Blogger ninjanun said ... (3:12 AM) : 

Anyone who can't take a hint AND forces their religious beliefs on you is probably a Sith Lord.

 

Blogger Obi Wan Kenobi said ... (3:49 AM) : 

so thats why you lent me the wrestling video's last night, thanks mate

 

Anonymous sandyg said ... (11:18 AM) : 

Jumping up and down on the furniture is, evidently, not Mr. Cruise's only strange habit. Many pictures exist of him squeezing his daughter's neck, and there is some talk that strangling of some sort is involved. Perhaps why she speaks so little. Definitely a Sith, although not nearly dignified enough to be a Sith Lord, one would think!

 

Anonymous hc_godess said ... (11:30 AM) : 

Always trying to control the thoughts and actions of young women, Sith Lords are.

Always trying to get with women young enough to be their daughters, weird little Scientologists named Tom Cruise are.

 

Blogger trinamick said ... (11:59 AM) : 

Cruise's daughter must have breathing problems also. He has to give her mouth to mouth resuscitation often. Maybe she has asthma.

 

Anonymous The Jedi Princess said ... (12:43 PM) : 

Well, at least you didn't give him a microphone that sprayed water at him Yoda.

 

Anonymous Anonymous said ... (1:52 PM) : 

Oh Yoda... I'm very worried for you now. A wise master such as yourself should know better than to pick a fight with the $cienos.
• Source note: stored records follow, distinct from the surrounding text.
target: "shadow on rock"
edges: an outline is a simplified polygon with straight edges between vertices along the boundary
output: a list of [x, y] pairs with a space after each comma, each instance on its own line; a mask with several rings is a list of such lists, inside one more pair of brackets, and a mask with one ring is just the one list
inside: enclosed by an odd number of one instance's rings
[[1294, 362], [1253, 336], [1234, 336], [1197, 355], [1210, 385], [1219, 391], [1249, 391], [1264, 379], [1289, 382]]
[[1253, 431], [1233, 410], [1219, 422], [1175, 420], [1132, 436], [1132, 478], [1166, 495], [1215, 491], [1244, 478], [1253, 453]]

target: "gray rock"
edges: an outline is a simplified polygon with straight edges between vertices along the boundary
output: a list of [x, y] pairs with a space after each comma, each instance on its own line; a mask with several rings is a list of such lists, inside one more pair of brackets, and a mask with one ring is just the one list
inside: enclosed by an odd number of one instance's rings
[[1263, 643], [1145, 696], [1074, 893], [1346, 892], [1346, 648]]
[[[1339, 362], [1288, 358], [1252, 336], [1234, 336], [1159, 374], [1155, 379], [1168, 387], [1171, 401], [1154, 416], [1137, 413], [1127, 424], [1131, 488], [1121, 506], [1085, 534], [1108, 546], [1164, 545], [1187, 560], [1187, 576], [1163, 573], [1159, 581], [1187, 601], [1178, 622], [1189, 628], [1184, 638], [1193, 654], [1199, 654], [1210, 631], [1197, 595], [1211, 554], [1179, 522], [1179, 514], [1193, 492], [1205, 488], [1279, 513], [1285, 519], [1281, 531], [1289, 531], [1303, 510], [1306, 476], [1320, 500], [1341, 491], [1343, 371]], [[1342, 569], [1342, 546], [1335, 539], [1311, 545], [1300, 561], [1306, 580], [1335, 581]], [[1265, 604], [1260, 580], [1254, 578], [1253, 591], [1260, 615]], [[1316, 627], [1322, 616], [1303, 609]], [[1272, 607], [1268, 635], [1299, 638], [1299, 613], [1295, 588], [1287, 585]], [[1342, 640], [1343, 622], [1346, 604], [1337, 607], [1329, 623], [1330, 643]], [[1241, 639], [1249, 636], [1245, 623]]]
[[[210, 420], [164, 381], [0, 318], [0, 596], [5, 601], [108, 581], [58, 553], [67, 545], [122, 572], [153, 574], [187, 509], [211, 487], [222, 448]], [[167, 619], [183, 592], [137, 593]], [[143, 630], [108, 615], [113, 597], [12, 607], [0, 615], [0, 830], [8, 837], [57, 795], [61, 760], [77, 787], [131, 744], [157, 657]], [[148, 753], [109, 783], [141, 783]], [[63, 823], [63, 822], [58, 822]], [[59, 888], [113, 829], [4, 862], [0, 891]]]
'General Order 66' is NOTHING comapred to 'Fair Game'.

You can learn of the peril others have faced at www.xenu.net

 

Blogger flu said ... (2:44 PM) : 

Yoda, why didn't you save Katie!?! She's being force-lured into the dark side!

 

Blogger Dago said ... (2:54 PM) : 

So sad it is. Needs to be put in a harness, young skywalker does. As for Cruise, talk less he should.

 

Blogger Guinastasia said ... (6:15 PM) : 

He really is a Sith Lord!

Scientologists are scary, Master Yoda. You are my new hero for making fun of this clam.

 

Blogger Nic said ... (8:38 PM) : 

HAHAHAHAHA! Three words for you Master Yoda: Brilliant! Thank you. :)

 

Blogger Master Yoda said ... (10:58 PM) : 

Guinistasia,

Great link! More proof it is.

 

Blogger Muhnahmuhnah said ... (3:24 PM) : 

Master Yoda, thank you for voicing our thoughts! Was she even born when Mr. Cruise was popular and sane? Poor kid; she needs to escape him before he buys that bikini for her...

 

Blogger Ruby-Flame said ... (2:47 PM) : 

Master Yoda, I about died laughing. You certainly have a way with weirdos. ;) When the hints aren't taken, "accidents" start to happen!